Having lost 10-9 from 9-5 up to John Higgins in last season’s UK Championship final and 9-8 from 8-5 ahead to Stuart Bingham in the Australian Open final two months ago, Williams was beaten 10-9 having led Mark Selby 9-7 in the Shanghai Masters.
But those bald facts do not do justice to a tension-filled finale to the tournament, which ground on until 12.45am.
There were twists and turns right through the final but it turned on a bizarre incident in the 17th frame.
Williams looked set to win at this point. He was the more relaxed of the two and held a 47-5 lead and snookered Selby tight behind the brown, with the reds everywhere.
Selby, not knowing how to get the cue ball safe, played a hit and hope but it wasn’t immediately clear whether he had hit a red first or the pink.
Eirian Williams, the referee, thought red. Williams thought pink which Selby, in his sporting way, accepted, as did the referee.
But Williams [Eirian, that is] wanted to check the replay. This went on for several minutes as it was unclear to the naked eye which ball was contacted first. The referee, rightly in my opinion, insisted it was the red.
So Williams came back to the table and there was only a half chance waiting - Selby having been very lucky with his escape - which he missed.
Selby eventually won this frame and the whole psychology of the match swung in his favour, with Williams not quite the same again.
The Welshman still had chances to win, missing a green off its spot in the 18th frame after fluking a snooker from out of a snooker on the last red. It may have been a bad contact on the green, but by now it looked as if Williams was simply fated not to win.
In the decider, snookered while trailing 32-0, he took a wild swipe at the cue ball, a sign of his frustration and that even the most ‘laidback’ of characters feel pressure and disappointment.

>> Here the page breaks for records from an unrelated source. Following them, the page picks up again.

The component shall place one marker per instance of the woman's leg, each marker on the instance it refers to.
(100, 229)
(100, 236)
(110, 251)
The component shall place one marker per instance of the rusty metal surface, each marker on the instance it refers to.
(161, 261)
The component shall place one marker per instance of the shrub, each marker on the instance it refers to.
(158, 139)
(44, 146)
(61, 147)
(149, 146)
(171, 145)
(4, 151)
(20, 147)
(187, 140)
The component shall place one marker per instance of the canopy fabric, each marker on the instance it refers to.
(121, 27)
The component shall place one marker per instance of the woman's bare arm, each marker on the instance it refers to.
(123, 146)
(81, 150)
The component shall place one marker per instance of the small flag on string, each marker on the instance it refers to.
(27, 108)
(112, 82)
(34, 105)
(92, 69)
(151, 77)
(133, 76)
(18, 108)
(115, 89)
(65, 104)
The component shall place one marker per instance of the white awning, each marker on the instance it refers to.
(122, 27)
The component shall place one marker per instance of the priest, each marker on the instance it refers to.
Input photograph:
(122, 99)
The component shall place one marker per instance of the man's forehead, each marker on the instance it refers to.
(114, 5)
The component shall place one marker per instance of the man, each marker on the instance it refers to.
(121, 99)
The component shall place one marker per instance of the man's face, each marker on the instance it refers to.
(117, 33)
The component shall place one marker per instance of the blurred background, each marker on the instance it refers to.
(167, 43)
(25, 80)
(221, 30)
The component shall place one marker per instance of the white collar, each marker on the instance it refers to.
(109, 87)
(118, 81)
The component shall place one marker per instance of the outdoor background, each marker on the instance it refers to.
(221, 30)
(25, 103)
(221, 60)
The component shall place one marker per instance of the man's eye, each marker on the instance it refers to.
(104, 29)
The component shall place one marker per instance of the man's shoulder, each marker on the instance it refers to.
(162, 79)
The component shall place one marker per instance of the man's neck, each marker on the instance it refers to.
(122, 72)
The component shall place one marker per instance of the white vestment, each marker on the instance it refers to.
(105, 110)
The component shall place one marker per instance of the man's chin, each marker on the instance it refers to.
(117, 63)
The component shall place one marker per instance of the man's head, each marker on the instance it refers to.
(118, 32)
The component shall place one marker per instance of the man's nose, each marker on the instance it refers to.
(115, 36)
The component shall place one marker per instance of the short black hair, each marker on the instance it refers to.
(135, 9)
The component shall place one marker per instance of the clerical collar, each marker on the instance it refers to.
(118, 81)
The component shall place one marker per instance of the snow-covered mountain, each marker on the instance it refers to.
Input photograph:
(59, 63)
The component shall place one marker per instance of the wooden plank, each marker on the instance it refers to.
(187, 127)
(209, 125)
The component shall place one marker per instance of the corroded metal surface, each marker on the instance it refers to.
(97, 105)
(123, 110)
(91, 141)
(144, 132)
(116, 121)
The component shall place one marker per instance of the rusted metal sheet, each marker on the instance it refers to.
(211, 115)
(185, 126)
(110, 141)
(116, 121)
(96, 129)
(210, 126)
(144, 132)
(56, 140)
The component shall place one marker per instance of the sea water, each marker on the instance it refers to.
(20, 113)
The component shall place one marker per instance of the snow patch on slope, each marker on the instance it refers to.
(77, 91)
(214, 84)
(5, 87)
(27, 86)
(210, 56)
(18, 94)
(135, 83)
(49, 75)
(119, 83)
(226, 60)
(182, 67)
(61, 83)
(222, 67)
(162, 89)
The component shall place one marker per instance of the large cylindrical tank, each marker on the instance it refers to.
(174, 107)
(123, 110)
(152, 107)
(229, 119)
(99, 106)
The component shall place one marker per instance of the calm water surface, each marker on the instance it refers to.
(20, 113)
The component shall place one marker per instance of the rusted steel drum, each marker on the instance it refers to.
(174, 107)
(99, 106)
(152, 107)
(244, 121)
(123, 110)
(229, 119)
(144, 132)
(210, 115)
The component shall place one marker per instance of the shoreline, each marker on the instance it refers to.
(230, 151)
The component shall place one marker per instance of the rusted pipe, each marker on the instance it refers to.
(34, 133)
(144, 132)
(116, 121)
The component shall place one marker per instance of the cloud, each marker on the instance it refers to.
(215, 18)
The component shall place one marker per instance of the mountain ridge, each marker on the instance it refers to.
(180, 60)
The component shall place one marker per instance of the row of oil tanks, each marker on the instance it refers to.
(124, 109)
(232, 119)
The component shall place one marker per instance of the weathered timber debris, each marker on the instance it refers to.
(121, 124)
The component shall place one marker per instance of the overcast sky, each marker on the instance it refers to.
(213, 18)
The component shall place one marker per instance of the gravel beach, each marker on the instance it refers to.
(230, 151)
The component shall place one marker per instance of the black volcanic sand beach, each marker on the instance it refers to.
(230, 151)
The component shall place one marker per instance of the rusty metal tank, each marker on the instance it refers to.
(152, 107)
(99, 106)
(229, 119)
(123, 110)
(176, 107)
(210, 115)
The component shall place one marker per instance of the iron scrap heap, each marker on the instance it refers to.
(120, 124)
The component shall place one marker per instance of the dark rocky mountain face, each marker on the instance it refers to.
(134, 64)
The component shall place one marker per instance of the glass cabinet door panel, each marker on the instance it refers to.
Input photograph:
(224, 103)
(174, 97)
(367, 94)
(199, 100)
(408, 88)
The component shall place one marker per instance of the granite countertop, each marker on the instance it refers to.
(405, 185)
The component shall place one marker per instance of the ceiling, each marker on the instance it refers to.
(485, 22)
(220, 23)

He didn’t even let Selby finish his winning break, but snooker is a game that takes a heavy mental toll.
So a tough old match and ultimately a great victory for Selby, who once again went right to the brink.
It is only his second ranking title but everyone knows how good he is. It was surely inevitable that he would win another eventually.
As for Williams, the three close defeats are strange. This is a twice world champion and someone who once edged Stephen Hendry on a re-spotted black in a decider in the Masters.
His temperament is usually strong but snooker is an unforgiving sort of game, a curious mix of high skill and luck, where the unexpected can play its part in affecting a player’s thinking.
And it is this, particularly over a longer match where there is time for shifts in the psychological balance of power, that makes it such a fascinating, and often infuriating, sport to play and watch.